Baburam Shakya, 73, took his fifth Simhasth Kumbh dip last month in Ujjain, a feat not many can boast of given it takes place once every 12 years.
Shakya, a retired police official, says much water has flowed from the Shipra river since he took his first dip in it as a young man nearly half a century ago.
But dwindling water levels haven’t stopped millions from thronging this temple town in Madhya Pradesh. The ancient festival grows in size each time it is held.
A rough estimate points to a turnout of 70 million visitors by the time the Kumbh Mela (Pitcher Festival) draws to a close on May 21, said Avinash Lavania, Ujjain’s top municipal official who is also in charge of the Simhasth Mela (View slideshow).

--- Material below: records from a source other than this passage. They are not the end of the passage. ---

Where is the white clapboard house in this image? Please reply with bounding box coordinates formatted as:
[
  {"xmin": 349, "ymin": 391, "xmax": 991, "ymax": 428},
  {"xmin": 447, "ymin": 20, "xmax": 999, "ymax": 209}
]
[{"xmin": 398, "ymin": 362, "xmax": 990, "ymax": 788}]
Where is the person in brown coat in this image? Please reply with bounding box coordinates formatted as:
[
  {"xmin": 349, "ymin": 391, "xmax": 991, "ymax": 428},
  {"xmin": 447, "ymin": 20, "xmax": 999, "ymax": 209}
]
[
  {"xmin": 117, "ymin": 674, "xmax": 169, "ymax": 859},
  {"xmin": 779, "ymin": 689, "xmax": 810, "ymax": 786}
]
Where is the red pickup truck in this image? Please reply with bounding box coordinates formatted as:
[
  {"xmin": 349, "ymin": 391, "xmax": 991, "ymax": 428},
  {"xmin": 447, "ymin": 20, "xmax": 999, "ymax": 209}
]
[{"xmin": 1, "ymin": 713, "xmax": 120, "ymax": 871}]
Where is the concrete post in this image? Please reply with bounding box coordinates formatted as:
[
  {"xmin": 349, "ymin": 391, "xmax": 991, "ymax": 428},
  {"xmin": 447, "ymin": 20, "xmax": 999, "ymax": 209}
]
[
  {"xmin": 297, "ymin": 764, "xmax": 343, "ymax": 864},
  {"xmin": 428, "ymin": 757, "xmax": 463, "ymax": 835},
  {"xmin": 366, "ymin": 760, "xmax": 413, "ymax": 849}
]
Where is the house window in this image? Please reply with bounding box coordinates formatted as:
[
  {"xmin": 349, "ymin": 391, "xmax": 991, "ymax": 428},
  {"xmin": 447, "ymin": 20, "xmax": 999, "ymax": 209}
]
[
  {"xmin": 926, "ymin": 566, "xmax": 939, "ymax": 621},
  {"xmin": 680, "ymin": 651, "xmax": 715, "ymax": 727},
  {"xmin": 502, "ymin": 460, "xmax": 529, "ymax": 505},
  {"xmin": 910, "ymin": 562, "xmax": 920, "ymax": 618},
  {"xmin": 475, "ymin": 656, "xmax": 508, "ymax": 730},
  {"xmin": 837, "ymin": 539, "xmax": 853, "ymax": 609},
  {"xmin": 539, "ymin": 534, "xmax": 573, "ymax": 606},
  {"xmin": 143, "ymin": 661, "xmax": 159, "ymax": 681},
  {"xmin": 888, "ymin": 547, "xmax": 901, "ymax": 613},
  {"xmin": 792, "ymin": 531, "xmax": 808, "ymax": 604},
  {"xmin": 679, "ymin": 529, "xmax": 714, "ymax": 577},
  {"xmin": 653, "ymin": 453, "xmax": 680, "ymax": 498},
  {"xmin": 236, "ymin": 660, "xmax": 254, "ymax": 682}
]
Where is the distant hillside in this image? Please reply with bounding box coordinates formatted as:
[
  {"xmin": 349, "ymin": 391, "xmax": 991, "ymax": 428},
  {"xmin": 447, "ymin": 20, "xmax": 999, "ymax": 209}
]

That is more than double the 30 million bathers Ujjain hosted in 2004. In 1992, it attracted 10 million.
The Kumbh Mela, one of India’s hallowed festivals, is held alternatively in the cities of Haridwar, Nashik, Ujjain and Prayag. This is rooted in the Hindu belief that four drops of the nectar of immortality fell to the earth and sacred rivers sprung up at these spots.

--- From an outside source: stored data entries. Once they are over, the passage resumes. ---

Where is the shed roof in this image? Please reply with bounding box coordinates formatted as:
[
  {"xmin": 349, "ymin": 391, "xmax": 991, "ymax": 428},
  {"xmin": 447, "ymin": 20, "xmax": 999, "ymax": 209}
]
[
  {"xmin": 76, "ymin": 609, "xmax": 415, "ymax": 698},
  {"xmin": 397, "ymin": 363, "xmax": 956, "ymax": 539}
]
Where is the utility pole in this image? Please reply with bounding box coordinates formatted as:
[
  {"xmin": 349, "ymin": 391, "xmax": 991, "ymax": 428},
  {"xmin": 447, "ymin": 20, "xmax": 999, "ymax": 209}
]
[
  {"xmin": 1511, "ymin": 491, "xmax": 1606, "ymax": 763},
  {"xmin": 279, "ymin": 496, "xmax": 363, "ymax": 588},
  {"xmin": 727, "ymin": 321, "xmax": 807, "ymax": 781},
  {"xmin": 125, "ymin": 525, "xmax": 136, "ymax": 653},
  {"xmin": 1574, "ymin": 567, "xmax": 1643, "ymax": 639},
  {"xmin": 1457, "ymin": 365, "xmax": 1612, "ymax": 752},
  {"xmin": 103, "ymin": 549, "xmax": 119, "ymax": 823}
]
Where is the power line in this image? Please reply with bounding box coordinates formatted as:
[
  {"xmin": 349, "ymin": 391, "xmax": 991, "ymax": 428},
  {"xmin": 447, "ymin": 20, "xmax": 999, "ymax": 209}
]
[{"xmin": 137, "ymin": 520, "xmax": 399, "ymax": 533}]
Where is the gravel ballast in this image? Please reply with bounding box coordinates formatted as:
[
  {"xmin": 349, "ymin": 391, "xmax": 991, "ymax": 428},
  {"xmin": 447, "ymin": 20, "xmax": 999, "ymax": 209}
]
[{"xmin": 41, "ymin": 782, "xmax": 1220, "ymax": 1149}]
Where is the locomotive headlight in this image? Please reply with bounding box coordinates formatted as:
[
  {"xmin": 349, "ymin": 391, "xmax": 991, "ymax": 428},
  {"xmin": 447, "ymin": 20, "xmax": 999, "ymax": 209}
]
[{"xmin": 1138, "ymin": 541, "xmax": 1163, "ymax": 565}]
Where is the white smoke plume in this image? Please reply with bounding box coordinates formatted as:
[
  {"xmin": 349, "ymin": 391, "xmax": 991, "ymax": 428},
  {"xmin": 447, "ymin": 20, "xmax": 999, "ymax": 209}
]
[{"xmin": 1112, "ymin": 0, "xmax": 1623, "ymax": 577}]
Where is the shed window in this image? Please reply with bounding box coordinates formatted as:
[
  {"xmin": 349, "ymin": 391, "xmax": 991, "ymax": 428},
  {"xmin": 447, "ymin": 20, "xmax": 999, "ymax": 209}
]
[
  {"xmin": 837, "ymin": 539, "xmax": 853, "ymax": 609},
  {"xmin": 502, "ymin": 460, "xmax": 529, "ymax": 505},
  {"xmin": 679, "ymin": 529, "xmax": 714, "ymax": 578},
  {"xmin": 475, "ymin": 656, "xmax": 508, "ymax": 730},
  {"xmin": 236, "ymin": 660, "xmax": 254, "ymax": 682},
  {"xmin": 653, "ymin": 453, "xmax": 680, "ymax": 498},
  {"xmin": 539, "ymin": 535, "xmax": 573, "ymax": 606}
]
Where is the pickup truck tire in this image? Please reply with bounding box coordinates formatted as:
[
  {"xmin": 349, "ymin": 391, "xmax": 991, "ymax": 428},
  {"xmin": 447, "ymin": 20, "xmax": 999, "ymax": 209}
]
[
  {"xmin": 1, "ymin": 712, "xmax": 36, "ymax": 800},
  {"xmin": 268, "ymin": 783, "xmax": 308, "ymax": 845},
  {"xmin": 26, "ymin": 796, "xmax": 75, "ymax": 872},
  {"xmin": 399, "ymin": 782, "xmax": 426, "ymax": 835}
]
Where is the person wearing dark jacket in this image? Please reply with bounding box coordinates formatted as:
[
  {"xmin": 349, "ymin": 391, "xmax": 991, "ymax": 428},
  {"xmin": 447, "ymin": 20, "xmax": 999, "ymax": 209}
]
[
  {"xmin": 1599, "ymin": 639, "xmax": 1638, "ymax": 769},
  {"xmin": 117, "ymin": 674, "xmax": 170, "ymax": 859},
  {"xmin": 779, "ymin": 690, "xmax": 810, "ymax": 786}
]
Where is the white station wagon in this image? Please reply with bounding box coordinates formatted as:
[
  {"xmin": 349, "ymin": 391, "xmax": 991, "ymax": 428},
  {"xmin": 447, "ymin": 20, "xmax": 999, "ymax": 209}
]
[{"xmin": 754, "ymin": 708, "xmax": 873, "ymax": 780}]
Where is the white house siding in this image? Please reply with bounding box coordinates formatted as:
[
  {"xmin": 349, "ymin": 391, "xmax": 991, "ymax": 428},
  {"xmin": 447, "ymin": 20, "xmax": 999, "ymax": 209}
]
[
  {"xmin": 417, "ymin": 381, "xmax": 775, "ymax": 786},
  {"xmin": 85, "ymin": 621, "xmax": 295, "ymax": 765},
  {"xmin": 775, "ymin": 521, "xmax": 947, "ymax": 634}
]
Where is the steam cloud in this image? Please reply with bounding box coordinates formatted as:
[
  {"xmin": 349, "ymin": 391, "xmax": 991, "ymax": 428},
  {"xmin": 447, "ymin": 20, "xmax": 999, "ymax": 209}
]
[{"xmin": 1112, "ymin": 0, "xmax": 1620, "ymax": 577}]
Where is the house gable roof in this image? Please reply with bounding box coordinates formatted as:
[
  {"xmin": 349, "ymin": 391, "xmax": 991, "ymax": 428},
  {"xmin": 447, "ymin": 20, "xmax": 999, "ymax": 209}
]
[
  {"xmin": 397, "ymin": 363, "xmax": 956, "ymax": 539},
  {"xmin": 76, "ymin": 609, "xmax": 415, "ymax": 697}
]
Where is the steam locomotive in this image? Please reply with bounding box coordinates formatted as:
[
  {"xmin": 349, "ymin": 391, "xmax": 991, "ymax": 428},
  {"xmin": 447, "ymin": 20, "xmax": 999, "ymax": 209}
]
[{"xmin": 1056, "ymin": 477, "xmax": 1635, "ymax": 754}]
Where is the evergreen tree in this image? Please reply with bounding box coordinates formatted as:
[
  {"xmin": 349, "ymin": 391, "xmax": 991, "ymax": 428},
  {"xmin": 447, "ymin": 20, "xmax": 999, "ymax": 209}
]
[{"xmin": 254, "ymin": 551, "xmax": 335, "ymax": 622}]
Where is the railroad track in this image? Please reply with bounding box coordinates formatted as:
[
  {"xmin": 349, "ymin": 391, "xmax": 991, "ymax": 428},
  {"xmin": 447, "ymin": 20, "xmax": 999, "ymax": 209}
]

Legend has it that these waters wash away lifetimes of sins and the popular Hindu pilgrimage spots attract tens of millions of bathers — including bearded ascetics known as sadhus — during specific planetary alignments that usher in a Kumbh Mela.
“Lot of things have changed. I have seen Simhasth in 1968, 1980, 1992, 2004, and this one,” Shakya said. Back then it was simple and the rain-fed river Shipra, central to the holy dip, flowed freely, he said.

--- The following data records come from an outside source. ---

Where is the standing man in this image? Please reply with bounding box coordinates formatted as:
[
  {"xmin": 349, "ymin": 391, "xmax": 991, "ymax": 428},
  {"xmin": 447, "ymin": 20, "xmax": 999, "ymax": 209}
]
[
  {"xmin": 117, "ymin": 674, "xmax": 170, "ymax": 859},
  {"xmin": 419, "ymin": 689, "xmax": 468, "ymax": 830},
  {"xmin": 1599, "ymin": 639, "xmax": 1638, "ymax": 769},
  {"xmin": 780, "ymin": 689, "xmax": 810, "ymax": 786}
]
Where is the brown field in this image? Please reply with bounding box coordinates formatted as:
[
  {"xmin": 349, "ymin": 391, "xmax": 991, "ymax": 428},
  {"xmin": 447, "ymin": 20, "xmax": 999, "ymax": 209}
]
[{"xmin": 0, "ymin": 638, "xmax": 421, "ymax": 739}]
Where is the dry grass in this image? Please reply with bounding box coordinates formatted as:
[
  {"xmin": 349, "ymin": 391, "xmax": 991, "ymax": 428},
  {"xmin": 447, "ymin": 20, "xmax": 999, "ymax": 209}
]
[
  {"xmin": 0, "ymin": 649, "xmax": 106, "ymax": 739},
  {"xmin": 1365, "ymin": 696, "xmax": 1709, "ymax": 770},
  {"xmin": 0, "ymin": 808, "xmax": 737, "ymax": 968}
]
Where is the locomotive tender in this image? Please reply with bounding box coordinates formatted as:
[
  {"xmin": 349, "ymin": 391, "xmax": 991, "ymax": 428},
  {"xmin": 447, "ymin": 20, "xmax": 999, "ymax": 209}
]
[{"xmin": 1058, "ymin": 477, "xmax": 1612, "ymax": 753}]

By the summer of 2004, the river was reduced to a trickle and the state had to release water from a nearby dam to facilitate bathing on auspicious days for the shahi snan (Royal Bath), said Lavania.
This year, to ensure the flow of water throughout the month-long festival, 5 cubic metres per second of water from the Narmada river is being pumped at a cost of 720,000 rupees ($10,688) per day. Around 2.7 billion rupees have been sanctioned for various Kumbh Mela activities, Lavania said.
Shakya recalls Simhasth Melas being simple and sober, with sadhus setting up small camps and giving discourses on spirituality and yoga. Now, he says it is glamorous and millions of rupees have been spent on setting up air-conditioned tents.
“It is spirituality mixed with modernity. It is good,” Shakya said. “We are moving forward.”
The only aberration in his memory of the five Kumbh Melas is the loss of lives in a stampede this month after a tent collapsed following a storm.
Ujjain is a temple town spread across 2,091 square kilometres — about a quarter of the size of the Andaman and Nicobar islands — with a population of about 2 million people, census data shows.
Some locals are not too happy about what they call diminishing piety among the visiting ascetics at the Kumbh Mela.
“There is no originality in Kumbh Mela these days. Seventy-five percent of babas are duplicate,” said Ram Srivastav, a taxi driver.
“Shipra ji has no water. The real Kumbh was because of Shipra. So where’s the originality? This is all pretentious,” he said.
But Srivastav, 32, acknowledges that his business has peaked thanks to the Mela.
Pilgrims make their way to Ujjain from across the country — many from abroad too — in a sign that spirituality is thriving in the 21st century.
“Kumbh is not about babas – fake or real. This is about you,” said Sadhguru Jaggi Vasudev, founder of Isha Foundation, a non-profit spiritual organisation.
“It is a fantastic thing that today, with all the technology, with the social media, in spite of that people still like to connect like this.
“Though it is a crowded place, yet people want to come because there is a need within every human being to find that connect.”